|
|
|
|
|
by ekzhu
1698 days ago
|
|
Database researcher here. This is really cool! I wonder what was the initial drive for this new feature? Is this meant to be a "short-cut" to express complicated SQL queries, or is this meant to adding new semantics beyond SQL? While I like the idea of custom data types with dataflow-like syntax, implementing a whole new query processing engine for the new data type seems like a lot of engineering work. Also you now have to handle many edge cases such as very very large time series -- I wonder if you have efficient lookup mechanisms on timevectors yet, and various timestamp and value types. If all these new syntax can actually be expressed using SQL, however complex, I think a "lazier" approach is to write a "translator" that rewrites the new syntax into good old SQLs or add a translator at planning stage. This way you can take advantage of Postgres' optimizer and let it do the rest of heavy lifting. Kusto has a similar data type "series" that is also created from aggregating over some columns (https://docs.microsoft.com/en-us/azure/data-explorer/kusto/q...). |
|
The initial drive for this was some of the work we did on Promscale, along with some observations I made when experimenting with potential optimizations for compression. We saw that a bunch of workloads involved exporting datasets to external tools such as Prometheus and pandas, which would materialize them in memory, and performing analyses there. Furthermore, the queries in the external tool would often be more readable than the equivalent SQL. I'd also observed earlier, while experimenting with decompression optimizations, that, as long as it was small enough, materializing the dataset this way could be surprisingly efficient. This, along with some dissatisfaction in the difficulty of writing certain kinds of queries eventually led to this experiment.
> Is this meant to be a "short-cut" to express complicated SQL queries, or is this meant to adding new semantics beyond SQL?

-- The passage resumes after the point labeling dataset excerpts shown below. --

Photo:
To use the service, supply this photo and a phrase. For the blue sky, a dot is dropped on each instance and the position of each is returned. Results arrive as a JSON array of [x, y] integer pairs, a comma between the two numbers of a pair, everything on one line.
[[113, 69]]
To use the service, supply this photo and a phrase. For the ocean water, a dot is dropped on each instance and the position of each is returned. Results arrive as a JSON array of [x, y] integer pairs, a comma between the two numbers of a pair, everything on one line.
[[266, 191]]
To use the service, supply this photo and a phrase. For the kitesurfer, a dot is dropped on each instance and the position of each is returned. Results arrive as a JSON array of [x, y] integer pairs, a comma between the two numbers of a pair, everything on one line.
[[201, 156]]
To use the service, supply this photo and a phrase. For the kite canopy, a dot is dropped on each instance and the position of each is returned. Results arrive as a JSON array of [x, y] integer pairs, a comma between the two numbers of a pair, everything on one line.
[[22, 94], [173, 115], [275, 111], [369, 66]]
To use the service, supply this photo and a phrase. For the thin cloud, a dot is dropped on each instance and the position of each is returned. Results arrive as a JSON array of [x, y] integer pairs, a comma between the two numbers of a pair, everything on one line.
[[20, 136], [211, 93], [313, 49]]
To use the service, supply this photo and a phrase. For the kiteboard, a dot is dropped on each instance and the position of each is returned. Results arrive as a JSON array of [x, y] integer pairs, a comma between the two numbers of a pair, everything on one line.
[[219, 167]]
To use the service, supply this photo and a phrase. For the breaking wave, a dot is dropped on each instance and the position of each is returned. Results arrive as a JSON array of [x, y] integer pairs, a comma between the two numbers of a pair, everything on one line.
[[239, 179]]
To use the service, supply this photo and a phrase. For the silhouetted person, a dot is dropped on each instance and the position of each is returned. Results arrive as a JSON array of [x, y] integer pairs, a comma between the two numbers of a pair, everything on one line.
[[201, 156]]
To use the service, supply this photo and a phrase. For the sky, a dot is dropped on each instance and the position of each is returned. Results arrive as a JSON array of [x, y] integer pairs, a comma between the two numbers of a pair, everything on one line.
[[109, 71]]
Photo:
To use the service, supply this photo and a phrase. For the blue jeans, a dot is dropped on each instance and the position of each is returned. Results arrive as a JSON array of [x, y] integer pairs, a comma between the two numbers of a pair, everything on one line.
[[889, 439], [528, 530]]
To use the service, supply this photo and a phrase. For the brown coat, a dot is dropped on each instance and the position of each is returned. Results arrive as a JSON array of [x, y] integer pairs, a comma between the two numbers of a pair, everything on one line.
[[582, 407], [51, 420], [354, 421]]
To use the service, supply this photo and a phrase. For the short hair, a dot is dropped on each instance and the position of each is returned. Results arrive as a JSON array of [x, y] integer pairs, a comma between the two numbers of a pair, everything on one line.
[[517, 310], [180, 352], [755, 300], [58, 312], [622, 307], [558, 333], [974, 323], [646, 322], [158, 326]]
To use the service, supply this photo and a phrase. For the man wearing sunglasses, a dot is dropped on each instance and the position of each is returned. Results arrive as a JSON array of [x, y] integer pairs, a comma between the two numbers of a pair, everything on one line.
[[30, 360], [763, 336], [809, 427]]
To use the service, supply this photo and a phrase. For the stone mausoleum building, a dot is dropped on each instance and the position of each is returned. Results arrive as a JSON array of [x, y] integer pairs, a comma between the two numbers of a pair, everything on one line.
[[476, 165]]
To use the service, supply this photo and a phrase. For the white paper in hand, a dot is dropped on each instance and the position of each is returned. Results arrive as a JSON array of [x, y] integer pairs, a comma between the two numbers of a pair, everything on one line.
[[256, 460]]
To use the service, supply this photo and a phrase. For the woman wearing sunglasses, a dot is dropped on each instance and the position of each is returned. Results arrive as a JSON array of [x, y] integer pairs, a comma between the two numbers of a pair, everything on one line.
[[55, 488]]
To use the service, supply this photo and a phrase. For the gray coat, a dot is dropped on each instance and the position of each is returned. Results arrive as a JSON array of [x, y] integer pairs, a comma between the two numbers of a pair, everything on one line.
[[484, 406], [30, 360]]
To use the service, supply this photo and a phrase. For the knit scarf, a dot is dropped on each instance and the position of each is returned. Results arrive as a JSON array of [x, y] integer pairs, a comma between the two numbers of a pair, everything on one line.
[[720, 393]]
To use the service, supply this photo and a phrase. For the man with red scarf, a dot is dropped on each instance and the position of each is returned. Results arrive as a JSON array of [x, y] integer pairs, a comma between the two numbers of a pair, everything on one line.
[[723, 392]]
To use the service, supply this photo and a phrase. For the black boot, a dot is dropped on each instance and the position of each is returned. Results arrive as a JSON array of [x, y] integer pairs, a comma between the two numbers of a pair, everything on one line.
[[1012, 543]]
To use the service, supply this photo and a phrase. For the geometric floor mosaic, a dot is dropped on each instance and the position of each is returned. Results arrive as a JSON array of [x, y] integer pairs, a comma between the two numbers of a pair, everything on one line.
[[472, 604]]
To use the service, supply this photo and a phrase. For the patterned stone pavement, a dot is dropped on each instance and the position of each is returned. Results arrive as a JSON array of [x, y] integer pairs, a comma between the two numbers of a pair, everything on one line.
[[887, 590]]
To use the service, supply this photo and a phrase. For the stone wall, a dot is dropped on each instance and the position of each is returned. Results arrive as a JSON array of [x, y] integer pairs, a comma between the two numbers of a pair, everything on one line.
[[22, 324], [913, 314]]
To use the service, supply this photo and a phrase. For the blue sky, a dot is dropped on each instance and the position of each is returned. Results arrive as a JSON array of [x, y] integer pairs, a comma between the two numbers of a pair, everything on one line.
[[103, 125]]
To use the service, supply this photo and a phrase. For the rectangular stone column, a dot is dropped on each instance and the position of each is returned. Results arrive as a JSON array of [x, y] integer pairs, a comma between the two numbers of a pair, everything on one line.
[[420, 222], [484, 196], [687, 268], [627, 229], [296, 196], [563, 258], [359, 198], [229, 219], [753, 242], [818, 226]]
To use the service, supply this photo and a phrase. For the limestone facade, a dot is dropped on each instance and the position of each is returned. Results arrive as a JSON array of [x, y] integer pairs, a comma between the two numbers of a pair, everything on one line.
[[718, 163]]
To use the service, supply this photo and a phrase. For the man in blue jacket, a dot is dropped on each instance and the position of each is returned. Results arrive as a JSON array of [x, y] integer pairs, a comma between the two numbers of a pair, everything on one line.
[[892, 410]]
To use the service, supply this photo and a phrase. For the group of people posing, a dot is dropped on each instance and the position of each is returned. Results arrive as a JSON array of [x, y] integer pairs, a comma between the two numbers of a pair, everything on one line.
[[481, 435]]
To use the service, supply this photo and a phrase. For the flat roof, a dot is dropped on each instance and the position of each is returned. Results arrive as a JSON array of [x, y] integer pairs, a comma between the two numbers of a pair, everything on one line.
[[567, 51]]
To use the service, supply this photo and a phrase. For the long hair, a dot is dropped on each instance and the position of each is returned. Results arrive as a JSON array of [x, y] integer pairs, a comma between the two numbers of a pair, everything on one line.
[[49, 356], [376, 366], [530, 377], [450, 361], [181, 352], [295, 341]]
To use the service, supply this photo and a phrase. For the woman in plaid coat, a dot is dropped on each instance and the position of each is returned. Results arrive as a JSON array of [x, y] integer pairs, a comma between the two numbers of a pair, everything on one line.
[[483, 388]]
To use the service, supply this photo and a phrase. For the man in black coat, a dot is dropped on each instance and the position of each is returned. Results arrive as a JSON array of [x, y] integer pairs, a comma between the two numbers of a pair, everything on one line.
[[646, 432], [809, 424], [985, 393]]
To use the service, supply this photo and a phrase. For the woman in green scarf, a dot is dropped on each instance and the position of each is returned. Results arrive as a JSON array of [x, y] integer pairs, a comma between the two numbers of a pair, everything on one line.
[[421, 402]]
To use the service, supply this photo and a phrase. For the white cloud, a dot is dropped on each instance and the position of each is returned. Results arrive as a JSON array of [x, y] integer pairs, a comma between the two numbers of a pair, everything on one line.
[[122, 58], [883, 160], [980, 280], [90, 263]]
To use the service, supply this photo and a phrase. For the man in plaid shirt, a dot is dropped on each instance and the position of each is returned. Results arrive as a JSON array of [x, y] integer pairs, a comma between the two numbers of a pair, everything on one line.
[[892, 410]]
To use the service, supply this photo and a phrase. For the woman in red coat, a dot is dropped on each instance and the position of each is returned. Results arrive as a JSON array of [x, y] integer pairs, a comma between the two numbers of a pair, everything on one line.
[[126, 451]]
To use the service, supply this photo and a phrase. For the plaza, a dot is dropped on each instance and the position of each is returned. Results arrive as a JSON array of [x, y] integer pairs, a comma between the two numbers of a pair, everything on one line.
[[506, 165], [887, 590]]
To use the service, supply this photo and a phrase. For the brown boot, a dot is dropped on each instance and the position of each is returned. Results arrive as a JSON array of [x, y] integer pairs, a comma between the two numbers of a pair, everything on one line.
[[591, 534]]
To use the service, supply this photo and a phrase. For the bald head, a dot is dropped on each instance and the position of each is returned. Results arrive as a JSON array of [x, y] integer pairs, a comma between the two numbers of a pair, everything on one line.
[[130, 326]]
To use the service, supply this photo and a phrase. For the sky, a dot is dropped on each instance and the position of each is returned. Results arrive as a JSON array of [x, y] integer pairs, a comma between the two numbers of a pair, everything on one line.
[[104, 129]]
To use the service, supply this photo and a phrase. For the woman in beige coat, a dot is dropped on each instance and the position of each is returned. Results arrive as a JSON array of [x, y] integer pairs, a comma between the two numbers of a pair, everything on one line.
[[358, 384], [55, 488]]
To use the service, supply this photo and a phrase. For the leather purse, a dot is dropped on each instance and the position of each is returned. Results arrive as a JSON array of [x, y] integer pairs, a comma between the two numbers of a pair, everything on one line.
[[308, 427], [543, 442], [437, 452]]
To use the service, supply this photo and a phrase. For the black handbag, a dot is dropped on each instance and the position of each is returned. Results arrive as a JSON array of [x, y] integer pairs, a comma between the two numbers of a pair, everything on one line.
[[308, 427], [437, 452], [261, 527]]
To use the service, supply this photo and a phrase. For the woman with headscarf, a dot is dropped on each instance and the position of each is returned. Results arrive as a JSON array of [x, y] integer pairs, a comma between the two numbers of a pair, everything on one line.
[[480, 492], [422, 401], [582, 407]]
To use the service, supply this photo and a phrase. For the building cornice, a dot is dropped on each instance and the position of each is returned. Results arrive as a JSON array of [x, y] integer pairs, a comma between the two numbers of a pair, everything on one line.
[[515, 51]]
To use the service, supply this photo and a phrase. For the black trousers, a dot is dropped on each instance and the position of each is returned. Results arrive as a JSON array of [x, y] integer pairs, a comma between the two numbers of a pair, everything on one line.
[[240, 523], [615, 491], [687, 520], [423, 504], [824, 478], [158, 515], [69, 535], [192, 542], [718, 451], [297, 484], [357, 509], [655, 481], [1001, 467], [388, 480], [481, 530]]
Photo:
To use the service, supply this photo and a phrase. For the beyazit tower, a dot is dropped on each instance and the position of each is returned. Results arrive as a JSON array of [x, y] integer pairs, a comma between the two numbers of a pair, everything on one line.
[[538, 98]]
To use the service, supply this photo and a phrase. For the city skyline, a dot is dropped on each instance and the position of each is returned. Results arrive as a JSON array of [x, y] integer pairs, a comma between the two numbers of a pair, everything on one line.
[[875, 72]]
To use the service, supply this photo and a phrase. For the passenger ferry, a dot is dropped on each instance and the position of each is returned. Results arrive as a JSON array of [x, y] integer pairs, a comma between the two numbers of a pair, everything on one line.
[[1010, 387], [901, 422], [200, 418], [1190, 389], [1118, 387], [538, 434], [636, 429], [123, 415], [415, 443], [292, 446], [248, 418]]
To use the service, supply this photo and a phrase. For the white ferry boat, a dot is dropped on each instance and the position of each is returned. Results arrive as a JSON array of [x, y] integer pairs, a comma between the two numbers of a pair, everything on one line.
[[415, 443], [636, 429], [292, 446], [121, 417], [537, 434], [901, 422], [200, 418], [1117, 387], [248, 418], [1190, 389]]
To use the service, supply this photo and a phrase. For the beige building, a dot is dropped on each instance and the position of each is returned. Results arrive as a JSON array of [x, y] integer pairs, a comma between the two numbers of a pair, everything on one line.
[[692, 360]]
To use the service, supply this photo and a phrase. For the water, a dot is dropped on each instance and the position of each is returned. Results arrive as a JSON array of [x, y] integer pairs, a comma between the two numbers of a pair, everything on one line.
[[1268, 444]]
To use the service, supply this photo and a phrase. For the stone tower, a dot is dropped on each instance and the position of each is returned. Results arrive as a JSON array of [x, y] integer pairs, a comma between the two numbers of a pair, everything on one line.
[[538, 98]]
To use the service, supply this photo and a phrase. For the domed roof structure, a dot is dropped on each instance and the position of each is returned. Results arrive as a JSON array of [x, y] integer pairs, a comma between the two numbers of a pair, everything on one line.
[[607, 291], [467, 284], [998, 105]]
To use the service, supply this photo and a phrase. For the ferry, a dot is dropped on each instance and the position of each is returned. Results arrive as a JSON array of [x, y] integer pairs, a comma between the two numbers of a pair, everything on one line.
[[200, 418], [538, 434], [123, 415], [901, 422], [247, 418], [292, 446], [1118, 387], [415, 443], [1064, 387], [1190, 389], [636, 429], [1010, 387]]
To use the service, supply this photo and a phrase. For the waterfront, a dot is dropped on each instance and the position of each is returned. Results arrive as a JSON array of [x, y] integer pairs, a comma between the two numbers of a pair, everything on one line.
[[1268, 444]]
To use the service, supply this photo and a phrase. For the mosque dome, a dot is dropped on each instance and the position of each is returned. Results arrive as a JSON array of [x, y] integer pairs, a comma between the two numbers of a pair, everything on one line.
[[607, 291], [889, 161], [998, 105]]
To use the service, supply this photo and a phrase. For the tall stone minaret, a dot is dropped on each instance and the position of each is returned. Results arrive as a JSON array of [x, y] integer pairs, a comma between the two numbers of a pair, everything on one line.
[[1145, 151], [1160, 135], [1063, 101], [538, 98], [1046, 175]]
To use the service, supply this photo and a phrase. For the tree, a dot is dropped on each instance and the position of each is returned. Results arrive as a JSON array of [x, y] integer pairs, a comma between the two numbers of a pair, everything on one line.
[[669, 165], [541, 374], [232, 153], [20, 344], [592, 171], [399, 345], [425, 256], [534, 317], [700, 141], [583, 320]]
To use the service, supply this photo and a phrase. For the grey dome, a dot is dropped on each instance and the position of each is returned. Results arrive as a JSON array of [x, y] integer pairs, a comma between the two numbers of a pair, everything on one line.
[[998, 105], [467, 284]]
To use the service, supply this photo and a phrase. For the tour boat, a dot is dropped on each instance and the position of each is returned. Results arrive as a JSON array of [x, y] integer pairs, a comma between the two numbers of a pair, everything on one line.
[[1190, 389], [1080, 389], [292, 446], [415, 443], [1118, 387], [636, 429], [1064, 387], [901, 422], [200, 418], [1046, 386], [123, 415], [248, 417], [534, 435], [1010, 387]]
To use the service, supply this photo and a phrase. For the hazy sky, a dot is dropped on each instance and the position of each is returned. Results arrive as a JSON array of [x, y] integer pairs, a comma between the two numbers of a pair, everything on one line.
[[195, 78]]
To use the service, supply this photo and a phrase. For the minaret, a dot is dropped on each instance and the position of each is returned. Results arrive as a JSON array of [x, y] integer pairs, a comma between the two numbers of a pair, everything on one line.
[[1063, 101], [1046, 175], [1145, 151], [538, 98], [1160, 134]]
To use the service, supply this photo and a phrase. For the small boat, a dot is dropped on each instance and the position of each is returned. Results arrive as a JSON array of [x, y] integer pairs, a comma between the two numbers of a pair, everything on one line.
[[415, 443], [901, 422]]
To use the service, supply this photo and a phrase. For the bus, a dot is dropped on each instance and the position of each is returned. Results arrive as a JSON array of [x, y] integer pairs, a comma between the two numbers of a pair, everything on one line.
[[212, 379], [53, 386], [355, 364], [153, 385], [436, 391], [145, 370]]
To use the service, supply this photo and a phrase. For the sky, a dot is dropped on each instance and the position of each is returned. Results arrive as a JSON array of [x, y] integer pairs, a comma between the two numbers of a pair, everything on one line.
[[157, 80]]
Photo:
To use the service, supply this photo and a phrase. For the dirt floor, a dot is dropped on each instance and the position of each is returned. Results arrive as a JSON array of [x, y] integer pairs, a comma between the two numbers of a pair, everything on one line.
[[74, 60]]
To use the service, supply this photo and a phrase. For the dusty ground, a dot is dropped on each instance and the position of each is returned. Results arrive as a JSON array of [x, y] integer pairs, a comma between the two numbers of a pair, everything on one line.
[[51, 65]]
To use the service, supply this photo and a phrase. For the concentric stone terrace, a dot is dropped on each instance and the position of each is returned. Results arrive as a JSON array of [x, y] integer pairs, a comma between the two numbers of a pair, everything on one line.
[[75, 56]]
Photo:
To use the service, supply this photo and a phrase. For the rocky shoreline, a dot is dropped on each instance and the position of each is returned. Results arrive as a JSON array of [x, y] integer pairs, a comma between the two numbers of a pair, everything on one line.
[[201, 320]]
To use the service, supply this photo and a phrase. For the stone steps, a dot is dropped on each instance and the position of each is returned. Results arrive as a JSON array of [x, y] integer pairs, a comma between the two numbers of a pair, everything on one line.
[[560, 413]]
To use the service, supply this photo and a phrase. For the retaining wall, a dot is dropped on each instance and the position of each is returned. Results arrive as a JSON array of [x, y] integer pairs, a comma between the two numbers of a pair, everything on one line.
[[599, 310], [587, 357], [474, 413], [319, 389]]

This is a surprisingly difficult question to answer; due to Postgres's extensibility, the line around "new semantics" is a bit blurry. I believe that everything we implemented could be desugared into SQL queries, though it's possible it would need some custom functions. However, we don't actually do this yet: right now the pipelines are implemented entirely with custom functions and operators without touching the planner at all. There ended up being a 3-way tradeoff between experimentation speed, execution speed, and generality. While we could theoretically get the best performance on large datasets by by adding a translate pass expanding timevector pipelines into subqueries, this ends up in some difficult and brittle code, which isn't worth implementing at this stage in the experiment. In addition, it doesn't necessarily result in the best code for smaller datasets or less general workloads since there are overheads to its generality. Since our hypothesis right now is that there's a demand for tools to work with smaller datasets, we started out with the simpler implementation.
> Kusto has a similar data type "series" that is also created from aggregating over some columns Cool! I'll have to look into it some point. I think Amazon Timestream also has something similar.